As mentioned in my previous post I am trying to experiment with more resilient ways to perform test driven development. In my ideal world, not changing functionality means tests do not need to be changed.
Recap On Unit Testing Shortcomings
Unit testing too often breaks with refactors unless the refactoring only takes place inside a single class. More often than not you start writing code to do something in one class and then later realize you need the same logic in another class. The proper way to handle this is to extract the logic into a common dependency (whether it is a new dependency or existing one), but if your tests are scoped to a single class (with all dependencies mocked) this becomes a breaking change requiring all of your mocks to be touched up (or new ones added) in order for your test to confirm that nothing has changed.
The problem with that is you are forcing the change in your tests to verify that functionality hasn’t changed, but if you are changing your test you can’t be 100% sure functionality hasn’t changed. The test is no longer exactly the same. All you can be 100% sure about is that the updated test works with the updated code, and then you pray that no regressions come out of it.
Expanding the scope of what you consider a unit for test purposes helps alleviate this, but that only works well if you have a complete understanding of both the code and business domain models, so that each unit becomes a domain. This is hard to do until a product is out and in active use because it is rare the business or engineering sides have a full grasp of the product before it is in customers hands. The product always changes after the MVP.
So What’s a Solution?
Scenario based testing is a test pattern I am playing with that tests the end user boundaries of a system. At the end of the day what I care about as a developer is that end users (whether they are people or applications) can perform actions against the system and the correct processes are run.
This means that if I am using a web based API and my system allows users to edit a blog post, my tests will verify that sending the correct data to my API and then retrieving that post back will return the post with the correct fields edited in the correct way. I don’t care about testing that it’s stored in the database in a specific way, or a specific class is used to process the logic on the post, I only care about the end result. If the results of an action never leave the system, does it really matter if it occurs?
So It’s An Integration Test?
Some of you are probably shrugging your shoulders thinking I’m talking about an integration tests. While these can somewhat be considered as integration tests, I try not to call them integration tests as all external components are mocked out.
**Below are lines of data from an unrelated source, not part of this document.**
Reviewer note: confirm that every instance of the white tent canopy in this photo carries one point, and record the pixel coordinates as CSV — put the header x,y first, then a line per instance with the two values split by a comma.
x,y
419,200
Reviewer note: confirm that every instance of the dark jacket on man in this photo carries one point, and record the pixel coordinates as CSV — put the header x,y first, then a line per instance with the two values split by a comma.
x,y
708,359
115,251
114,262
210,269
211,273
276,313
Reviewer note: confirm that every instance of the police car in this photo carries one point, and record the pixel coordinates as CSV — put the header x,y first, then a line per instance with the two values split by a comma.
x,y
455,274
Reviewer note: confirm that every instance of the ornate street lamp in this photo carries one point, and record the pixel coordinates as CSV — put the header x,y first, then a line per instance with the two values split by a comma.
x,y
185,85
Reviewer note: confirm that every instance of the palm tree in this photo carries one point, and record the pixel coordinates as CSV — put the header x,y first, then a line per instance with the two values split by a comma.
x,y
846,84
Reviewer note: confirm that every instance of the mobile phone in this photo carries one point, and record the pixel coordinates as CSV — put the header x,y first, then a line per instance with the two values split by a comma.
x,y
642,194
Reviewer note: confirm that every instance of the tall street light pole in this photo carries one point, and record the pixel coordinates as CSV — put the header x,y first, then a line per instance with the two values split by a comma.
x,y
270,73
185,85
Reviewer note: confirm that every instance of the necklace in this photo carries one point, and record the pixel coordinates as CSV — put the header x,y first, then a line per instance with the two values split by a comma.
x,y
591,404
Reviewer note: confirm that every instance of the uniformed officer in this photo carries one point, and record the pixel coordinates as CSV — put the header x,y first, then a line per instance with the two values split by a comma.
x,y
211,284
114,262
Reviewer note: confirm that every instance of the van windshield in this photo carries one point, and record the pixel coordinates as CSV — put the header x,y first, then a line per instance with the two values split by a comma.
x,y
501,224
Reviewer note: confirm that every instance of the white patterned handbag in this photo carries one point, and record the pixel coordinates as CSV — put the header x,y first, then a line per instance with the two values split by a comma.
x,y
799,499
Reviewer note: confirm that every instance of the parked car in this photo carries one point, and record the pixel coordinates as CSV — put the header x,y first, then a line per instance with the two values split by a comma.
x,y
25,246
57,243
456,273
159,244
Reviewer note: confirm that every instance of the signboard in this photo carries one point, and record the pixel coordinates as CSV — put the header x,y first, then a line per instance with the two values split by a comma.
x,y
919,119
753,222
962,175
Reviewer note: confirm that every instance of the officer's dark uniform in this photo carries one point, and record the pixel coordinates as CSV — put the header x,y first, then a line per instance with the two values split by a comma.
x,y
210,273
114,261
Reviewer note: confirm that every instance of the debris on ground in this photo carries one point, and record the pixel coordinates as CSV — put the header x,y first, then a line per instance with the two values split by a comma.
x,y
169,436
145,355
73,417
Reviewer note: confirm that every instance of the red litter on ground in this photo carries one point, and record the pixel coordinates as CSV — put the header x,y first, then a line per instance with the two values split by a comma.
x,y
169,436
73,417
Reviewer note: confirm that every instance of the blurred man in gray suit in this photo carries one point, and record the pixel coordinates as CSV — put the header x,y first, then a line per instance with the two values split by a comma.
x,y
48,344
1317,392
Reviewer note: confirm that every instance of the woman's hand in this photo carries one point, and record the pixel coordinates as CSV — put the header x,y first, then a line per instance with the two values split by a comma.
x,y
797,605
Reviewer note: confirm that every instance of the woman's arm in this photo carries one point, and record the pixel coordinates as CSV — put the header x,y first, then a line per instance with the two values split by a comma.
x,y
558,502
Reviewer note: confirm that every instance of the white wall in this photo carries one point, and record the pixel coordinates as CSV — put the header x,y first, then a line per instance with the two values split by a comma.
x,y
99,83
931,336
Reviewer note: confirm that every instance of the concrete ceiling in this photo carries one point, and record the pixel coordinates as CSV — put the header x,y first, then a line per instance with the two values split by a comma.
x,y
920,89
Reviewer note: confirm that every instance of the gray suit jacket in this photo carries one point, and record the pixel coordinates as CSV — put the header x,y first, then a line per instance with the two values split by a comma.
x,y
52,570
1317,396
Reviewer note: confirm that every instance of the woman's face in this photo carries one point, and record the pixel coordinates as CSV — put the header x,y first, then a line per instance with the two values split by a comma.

Most integration tests involve writing to actual external data stores (like SQL) in order to verify that it is interacting with those systems properly. This is still necessary, even with scenario testing, because you can never be sure that your SQL queries are correct, that your redis locks are done properly, etc…
The purpose of this style of testing though is to codify the expected functionality of your system with as much area coverage as possible, lowering the needed scope of the required integration testing to just those external components.
Mocking all external systems also has the side benefit of being able to run tests extremely quickly and in parallel.
What Do These Tests Look Like?
Another goal for me in my testing is that it’s easy to read and understand what is going on, so if a developer breaks a test he has an understanding of the scope of functionality that is no longer working as expected.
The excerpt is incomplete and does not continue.